Well, I won't go into the essay I wrote except to relate part of it concerning a dream, because to discuss the art is impossible without discussing the dream.
ON THE ART MADE TO ACCOMPANY THE ESSAY
Below is the dream I'd had, as mentioned above, and written about in the essay.
After several weeks, even months, of deliberation, I finally sat down to write, then instead took a nap, and dreamed that a family bible with a peculiar cover had appeared after many years, and upon its appearance my grandmother Noyes had dropped dead and I was looking at her face, eyes wide open, framed in close-up as with a camera. This rather replicated a scene in a Danish TV series called "Rita", wherein a grandmother in an emotionally-complicated family system suddenly drops dead and is found by her granddaughter lying on her kitchen floor with her eyes open wide in astonishment. Only I didn't think of that woman in the dream, my grandmother instead looked like the lovely Delphine Seyrig as the Lilac fairy godmother in Jacques Demy's "Donkey Skin", only she was instead Jeanne Dielman in Chantal Ackerman's "Jeanne Dielman, 23 quai du Commerce, 1080 Bruxelles". In real life, my grandmother didn't resemble Delphine Seyrig. However, like Jeanne Dielman, she was a person of routine, ruled by the clock and habit to the point of rigorous order...
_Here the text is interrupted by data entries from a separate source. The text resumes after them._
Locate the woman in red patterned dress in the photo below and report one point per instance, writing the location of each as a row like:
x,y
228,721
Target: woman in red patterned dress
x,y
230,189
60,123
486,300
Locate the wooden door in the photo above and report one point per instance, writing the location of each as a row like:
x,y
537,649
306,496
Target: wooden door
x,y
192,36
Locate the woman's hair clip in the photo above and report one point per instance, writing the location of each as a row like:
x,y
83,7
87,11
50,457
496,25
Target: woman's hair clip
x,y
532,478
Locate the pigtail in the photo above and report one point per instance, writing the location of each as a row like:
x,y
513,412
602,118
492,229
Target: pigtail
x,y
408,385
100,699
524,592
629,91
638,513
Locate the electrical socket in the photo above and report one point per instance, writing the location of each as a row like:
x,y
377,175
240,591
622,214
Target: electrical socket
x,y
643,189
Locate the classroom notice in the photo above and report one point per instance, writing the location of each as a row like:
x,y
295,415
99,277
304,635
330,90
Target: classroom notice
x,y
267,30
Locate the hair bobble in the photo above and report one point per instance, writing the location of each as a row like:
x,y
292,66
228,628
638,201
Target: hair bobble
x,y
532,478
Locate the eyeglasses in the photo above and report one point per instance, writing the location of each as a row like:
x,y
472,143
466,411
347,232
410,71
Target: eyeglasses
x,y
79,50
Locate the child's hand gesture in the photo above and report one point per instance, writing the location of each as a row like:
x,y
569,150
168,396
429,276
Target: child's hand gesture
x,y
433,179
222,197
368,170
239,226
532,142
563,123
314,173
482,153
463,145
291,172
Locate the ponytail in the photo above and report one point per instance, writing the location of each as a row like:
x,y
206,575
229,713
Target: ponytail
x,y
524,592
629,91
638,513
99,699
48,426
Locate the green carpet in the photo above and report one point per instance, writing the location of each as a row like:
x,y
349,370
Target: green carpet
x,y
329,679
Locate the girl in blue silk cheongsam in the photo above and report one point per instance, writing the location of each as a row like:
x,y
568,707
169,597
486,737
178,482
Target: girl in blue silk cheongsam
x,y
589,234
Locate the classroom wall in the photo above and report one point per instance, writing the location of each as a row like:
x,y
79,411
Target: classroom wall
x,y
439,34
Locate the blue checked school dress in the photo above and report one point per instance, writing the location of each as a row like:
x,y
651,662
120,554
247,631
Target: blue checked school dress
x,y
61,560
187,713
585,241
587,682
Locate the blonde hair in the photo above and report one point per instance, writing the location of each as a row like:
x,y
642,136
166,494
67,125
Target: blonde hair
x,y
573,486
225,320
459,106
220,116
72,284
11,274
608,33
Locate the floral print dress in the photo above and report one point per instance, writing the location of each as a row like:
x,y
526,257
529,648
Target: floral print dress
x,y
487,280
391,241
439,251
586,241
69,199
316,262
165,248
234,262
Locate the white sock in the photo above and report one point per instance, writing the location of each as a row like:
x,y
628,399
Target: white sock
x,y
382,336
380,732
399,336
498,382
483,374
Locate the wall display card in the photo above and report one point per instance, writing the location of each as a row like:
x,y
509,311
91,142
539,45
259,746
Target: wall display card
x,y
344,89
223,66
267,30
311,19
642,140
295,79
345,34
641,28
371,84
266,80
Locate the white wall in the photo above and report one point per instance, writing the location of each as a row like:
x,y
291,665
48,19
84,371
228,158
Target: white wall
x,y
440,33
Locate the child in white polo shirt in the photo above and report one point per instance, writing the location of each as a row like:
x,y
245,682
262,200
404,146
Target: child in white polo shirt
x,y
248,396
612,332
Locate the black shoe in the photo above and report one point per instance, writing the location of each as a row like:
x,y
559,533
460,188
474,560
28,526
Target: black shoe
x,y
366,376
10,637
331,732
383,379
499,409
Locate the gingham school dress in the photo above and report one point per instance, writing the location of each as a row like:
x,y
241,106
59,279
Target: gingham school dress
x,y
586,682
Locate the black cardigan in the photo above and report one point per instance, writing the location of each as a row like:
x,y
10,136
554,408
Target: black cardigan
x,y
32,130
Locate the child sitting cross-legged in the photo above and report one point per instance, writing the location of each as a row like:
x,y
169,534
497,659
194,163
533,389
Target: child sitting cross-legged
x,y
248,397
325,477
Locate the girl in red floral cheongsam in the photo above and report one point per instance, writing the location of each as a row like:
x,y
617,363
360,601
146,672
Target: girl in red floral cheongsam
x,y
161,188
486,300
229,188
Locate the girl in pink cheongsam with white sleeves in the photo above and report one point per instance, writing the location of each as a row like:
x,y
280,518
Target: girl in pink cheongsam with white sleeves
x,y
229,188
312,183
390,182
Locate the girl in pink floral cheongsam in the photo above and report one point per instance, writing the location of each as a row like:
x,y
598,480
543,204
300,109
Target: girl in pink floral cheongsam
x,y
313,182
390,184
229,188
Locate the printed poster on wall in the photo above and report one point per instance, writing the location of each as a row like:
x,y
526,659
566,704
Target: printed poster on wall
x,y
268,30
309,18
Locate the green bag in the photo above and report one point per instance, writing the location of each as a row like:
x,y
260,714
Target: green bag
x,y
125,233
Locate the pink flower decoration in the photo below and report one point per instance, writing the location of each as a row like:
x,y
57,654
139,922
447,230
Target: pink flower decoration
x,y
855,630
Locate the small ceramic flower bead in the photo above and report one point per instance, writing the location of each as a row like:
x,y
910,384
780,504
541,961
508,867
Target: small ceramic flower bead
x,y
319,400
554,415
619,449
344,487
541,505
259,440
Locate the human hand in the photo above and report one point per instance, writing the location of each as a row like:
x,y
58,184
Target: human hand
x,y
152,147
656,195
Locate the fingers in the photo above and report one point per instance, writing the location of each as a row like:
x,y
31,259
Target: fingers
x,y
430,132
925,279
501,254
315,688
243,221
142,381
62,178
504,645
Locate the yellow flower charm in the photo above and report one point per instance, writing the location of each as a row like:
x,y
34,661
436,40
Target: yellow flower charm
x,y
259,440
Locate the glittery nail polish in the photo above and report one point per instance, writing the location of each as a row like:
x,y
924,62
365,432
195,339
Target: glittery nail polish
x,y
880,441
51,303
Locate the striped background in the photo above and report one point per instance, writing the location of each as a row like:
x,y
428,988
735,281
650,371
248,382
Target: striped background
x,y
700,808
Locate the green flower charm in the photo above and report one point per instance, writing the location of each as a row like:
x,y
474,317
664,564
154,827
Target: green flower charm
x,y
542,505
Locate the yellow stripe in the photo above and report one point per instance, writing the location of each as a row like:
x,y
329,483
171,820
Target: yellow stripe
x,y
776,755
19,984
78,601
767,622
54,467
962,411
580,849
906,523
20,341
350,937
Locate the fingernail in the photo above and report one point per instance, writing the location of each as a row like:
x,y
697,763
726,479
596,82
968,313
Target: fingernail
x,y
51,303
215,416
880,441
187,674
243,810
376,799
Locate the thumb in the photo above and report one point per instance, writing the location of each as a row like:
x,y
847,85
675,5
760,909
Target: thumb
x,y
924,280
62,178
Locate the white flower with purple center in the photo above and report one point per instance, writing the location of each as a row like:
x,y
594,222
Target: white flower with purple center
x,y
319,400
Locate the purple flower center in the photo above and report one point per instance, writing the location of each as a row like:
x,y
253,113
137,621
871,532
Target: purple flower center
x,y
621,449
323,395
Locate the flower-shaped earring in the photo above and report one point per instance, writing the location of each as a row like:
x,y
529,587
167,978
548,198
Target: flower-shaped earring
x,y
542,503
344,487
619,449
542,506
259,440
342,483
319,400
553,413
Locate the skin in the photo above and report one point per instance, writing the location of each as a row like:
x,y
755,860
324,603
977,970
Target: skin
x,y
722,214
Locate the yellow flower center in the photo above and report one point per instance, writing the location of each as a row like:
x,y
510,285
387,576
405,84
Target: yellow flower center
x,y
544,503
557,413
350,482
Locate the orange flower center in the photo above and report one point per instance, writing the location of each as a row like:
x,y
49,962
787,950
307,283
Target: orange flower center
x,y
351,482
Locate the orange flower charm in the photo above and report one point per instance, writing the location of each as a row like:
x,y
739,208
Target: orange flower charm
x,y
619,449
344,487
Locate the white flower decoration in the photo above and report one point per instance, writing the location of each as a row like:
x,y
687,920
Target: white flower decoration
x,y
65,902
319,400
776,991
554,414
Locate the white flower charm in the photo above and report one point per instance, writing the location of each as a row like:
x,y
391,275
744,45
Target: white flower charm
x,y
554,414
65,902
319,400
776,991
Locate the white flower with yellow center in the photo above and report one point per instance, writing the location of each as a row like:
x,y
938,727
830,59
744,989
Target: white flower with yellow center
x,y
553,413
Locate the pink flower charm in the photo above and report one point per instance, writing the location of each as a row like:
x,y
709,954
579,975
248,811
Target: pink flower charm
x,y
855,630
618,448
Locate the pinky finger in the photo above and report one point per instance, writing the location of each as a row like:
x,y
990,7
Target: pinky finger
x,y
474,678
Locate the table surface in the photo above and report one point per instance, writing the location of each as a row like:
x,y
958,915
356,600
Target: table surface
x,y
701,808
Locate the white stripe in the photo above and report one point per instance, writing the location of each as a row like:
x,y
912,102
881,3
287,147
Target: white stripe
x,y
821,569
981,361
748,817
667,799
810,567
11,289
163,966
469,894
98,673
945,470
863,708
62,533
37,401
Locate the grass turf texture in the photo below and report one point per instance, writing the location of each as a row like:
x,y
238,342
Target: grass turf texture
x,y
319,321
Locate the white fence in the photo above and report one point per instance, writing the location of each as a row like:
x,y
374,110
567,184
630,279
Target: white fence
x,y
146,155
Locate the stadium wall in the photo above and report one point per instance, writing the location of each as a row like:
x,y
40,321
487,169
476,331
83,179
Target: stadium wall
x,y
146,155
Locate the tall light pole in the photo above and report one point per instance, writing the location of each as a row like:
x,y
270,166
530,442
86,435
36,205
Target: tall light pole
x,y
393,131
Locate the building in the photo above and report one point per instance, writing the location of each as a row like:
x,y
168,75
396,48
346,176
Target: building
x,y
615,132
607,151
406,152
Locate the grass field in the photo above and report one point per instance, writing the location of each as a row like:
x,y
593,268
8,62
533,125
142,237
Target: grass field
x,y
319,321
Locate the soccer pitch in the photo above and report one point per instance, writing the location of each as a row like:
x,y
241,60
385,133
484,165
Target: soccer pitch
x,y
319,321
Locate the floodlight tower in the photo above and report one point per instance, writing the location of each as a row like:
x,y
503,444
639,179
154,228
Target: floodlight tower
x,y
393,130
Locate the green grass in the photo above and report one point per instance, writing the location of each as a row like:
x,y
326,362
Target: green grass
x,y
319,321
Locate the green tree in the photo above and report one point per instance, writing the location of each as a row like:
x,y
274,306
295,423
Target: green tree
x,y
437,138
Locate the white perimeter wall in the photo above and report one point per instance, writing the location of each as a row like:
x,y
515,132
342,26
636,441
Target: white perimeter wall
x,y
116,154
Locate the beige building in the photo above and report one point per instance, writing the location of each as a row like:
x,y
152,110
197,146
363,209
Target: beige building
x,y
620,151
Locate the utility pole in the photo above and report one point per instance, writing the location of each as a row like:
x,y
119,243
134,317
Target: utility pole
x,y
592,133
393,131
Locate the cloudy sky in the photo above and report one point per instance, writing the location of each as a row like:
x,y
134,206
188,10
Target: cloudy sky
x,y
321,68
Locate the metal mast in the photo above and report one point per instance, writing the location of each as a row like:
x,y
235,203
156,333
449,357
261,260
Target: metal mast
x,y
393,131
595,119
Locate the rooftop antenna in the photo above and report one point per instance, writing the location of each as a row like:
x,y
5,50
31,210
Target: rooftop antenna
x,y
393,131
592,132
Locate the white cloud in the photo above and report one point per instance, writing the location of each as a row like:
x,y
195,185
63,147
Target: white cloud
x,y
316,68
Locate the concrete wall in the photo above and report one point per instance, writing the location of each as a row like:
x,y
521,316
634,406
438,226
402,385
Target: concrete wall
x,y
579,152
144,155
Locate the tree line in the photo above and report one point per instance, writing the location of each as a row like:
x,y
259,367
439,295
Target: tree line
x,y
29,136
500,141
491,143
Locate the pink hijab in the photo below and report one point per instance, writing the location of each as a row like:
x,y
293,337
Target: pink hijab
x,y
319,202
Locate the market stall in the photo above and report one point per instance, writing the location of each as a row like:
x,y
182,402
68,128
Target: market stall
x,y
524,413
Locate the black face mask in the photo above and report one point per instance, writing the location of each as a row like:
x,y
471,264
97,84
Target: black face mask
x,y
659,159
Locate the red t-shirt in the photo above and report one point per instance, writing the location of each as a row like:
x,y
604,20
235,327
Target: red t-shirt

With the invitation to submit a relevant photo, such as of my ggg-grandfather who had been an Alphadelphia Association president, or even a piece of art from my website, knowing that Andre Breton and some other surrealists had been attracted to Fourier's utopianism, I wanted to do a piece of art, but I also felt restricted to having Alphadelphia as the subject, and felt that it should be. What to do? And I had just a few days to come up with something. At first I'd been excited about this, but then I became stuck and couldn't break through. Then I got the idea to use the dream I'd had, and to start with the above piece of art from 2018, in which I had already the rose from Donkey Skin. But now what to do with it? How to connect it to Alphadelphia?
I actually had been entirely unaware until several months prior that Andre Breton had written Ode to Fourier, and though I'd read some on the surrealist enthusiasm for Fourier I do not have an English translation of Ode to Fourier. However, I looked it back up, wondering if I might find something in the French for inspiration (a language of which I no longer have a grasp, though I was doing a double major of English Lit and French when in college and had done a couple of years of translating French surrealist poetry). Searching for the French text, this time I realized that some art had accompanied the Ode to Fourier publication, done by Frederick Kiesler.
Andre Breton's Ode to Charles Fourier, with art by Frederick Kiesler
Frederick J. Kiesler, art for
Andre Breton's Ode to Charles Fourier.
Medium:
hand-colored lithograph.
From artnet
I reflected on them but neither piece of art gave me any direction.
This is the process that followed. I took the one very small photo I had of my ggg-grandfather and layered it over the digital painting, and playing with how I filtered it, I realized that it actually fit very well over the figure of the woman. That seemed nicely serendipitous, and I liked the blending of male and female as Fourierism was greatly concerned with the equality of the sexes. Now what? It didn't used to be, but Google Maps now shows a location approximately near where the Alphadelphia communal mansion had been in Michigan, but I wasn't finding anything that would really work in the contemporary landscape.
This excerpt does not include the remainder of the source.